If we examine the output obtained with the print function; at first we can access the medoid information of each cluster for both PC1 and PC2 dimensions. In addition, we can also see how many observations are in each cluster. As a result of this analysis, there are 499 observations in the first cluster and 269 elements in the second cluster. The medoid of the first cluster is (-2.357211, 0.30131315). The second cluster’s medoid is (1.358672, 0.03762238). Then we see the clustering vector, which contains the information to which cluster each observation is assigned. Finally, we see the objective function. build represents the first step that I explained in the step-by-step calculation section and swap represents the third step.

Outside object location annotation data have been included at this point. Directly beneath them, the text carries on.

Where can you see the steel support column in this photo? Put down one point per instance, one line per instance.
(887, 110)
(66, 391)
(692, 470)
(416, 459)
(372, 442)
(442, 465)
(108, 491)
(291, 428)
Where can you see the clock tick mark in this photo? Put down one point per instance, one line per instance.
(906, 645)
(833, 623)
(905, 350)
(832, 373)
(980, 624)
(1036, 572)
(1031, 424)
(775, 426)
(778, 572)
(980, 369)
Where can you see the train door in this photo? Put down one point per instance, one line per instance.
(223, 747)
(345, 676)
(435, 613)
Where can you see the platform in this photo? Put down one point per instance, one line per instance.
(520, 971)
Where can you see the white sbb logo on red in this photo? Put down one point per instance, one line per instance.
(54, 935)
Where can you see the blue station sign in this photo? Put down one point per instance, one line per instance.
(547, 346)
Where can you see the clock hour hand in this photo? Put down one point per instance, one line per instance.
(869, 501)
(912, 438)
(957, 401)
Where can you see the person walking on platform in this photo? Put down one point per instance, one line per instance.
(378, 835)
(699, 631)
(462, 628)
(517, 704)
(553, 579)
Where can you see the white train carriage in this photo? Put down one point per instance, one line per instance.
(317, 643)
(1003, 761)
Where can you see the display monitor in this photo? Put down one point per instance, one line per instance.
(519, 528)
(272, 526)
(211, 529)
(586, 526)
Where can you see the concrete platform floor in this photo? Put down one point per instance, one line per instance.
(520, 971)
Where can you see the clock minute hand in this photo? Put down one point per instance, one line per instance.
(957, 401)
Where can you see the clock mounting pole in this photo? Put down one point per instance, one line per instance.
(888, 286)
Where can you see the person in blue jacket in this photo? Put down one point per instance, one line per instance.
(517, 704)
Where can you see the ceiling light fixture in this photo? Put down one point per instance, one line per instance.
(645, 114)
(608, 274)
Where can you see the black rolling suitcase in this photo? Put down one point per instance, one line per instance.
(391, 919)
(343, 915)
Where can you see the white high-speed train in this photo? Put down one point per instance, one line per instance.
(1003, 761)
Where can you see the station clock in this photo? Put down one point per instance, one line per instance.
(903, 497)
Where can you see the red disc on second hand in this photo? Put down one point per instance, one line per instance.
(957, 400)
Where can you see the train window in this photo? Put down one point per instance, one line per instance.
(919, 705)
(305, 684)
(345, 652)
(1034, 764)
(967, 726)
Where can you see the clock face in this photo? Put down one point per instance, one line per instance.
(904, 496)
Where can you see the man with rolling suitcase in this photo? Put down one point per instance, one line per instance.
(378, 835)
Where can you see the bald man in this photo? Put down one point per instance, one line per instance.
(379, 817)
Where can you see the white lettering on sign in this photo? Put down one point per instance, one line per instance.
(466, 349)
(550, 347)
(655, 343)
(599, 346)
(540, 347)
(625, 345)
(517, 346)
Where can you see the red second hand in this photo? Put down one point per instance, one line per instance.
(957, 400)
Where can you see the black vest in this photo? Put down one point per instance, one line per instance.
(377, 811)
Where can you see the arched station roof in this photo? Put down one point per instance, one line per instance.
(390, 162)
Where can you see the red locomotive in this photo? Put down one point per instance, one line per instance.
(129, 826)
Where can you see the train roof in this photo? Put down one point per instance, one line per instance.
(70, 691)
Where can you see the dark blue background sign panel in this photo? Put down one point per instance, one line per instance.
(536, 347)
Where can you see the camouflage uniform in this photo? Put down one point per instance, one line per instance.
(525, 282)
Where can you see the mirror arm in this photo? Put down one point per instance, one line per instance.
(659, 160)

Of course, it is quite possible to make a more detailed comment on this output. But this is not our only option. We can visualize the clustering result with the fviz_cluster function in the factoextra package. Since the factoextra package uses the ggplot2 package for all visualizations, you can make the same changes to the ggplot2 plots that you can make to the graphs you plot with the fviz_cluster function.

fviz_cluster(df, # data
             ellipse.type = "convex", # type of the clusters' appearence
             repel = T, 
             ggtheme = theme_classic()
)

According to the cluster plot, no overlap is observed .The separation occurs only in the PC1 dimension. The variance in the first cluster shown in red color is higher.

Just like always:

“In case I don’t see ya, good afternoon, good evening, and good night!”

References

[1] Kaufman, L., & Rousseeuw, P. (1987). Clustering by means of medoids. Statistical Data Analysis Based on the L1-Norm and Related Methods, Y. Dodge Ed.

[2] Kaufman, L., & Rousseeuw, P. J. (2009). Finding groups in data: an introduction to cluster analysis. John Wiley & Sons.